Prove that one of the straight lines given by $ax^2 + 2hxy + by^2 = 0$ will bisect the angle between the coordinate axes if $\left(a + b\right)^2 = 4h^2$
Let $m_1$ and $m_2$ be the slopes of the lines given by the equation $\;\;$ $ax^2 + 2hxy + by^2 = 0$ $\;\;\; \cdots \; (1)$
The two lines given by equation $(1)$ are
$y - m_1 x = 0$ $\;\;\; \cdots \; (2a)$ $\;$ and $\;$ $y - m_2 x = 0$ $\;\;\; \cdots \; (2b)$
Now, $\;$ $m_1 + m_2 = \dfrac{-2h}{b}$ $\;\;\; \cdots \; (3a)$ $\;$ and $\;\;$ $m_1 m_2 = \dfrac{a}{b}$ $\;\;\; \cdots \; (3b)$
Let the line given by equation $(2a)$ bisect the coordinate axes.

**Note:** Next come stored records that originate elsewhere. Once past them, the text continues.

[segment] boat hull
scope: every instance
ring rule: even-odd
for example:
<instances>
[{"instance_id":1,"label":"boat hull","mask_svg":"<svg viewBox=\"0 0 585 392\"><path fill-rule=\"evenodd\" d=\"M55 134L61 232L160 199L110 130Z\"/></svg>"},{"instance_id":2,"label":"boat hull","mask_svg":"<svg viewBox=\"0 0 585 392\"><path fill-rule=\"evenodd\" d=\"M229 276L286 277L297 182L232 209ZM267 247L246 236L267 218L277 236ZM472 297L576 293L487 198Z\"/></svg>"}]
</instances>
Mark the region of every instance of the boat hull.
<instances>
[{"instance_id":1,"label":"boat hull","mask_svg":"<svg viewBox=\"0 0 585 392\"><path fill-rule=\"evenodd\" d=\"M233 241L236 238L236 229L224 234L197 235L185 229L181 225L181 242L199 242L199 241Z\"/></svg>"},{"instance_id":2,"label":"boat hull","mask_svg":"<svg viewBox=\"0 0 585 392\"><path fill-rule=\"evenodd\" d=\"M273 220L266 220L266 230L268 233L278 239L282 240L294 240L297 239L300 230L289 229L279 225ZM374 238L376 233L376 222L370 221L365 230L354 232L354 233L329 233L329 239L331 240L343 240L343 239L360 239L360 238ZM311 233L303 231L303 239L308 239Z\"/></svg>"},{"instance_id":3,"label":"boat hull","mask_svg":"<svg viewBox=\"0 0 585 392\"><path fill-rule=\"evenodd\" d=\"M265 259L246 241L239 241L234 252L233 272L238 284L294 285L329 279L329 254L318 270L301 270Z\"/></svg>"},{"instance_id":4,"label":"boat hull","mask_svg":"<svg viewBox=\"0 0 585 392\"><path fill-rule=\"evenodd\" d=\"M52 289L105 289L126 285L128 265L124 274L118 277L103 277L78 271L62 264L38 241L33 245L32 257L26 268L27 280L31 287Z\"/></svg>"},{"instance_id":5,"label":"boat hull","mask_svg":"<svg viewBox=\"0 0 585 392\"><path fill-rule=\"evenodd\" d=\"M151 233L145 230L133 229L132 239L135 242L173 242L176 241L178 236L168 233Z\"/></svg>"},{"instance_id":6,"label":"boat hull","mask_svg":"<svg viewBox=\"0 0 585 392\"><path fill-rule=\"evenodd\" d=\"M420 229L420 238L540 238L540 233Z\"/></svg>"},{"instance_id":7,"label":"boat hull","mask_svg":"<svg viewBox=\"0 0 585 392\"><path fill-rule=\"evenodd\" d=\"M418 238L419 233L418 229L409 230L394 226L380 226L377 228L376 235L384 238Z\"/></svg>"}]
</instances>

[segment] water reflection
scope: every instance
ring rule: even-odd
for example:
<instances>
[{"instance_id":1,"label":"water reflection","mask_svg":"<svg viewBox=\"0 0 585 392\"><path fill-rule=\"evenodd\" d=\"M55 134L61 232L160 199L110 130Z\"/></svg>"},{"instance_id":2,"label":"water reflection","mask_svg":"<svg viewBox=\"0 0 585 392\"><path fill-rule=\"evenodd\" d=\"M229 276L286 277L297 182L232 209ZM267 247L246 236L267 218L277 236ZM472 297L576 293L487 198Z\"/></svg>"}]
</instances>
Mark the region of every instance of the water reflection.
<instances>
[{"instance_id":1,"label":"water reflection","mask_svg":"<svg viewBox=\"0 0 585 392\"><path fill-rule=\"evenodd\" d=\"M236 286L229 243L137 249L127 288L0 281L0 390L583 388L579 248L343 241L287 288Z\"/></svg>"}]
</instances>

Then the angle between the line and the coordinate axis (say, X axis) is $\dfrac{\pi}{4}$
$\therefore$ $\;$ Slope of line given by equation $(2a)$ is $m_1 = \tan \left(\dfrac{\pi}{4}\right) = 1$
Substituting $m_1 = 1$ in equation $(3a)$ gives
$1 + m_2 = \dfrac{-2h}{b}$ $\implies$ $m_2 = \dfrac{-2h}{b} - 1$ $\;\;\; \cdots \; (4a)$
Substituting $m_1 = 1$ in equation $(3b)$ gives
$m_2 = \dfrac{a}{b}$ $\;\;\; \cdots \; (4b)$
$\therefore$ $\;$ We have from equations $(4a)$ and $(4b)$,
$\dfrac{-2h}{b} - 1 = \dfrac{a}{b}$
i.e. $- 2h - b = a$ $\implies$ $a + b = - 2h$ $\implies$ $\left(a + b\right)^2 = 4 h^2$
Hence, one of the straight lines given by $ax^2 + 2hxy + by^2 = 0$ will bisect the angle between the coordinate axes if $\left(a + b\right)^2 = 4h^2$.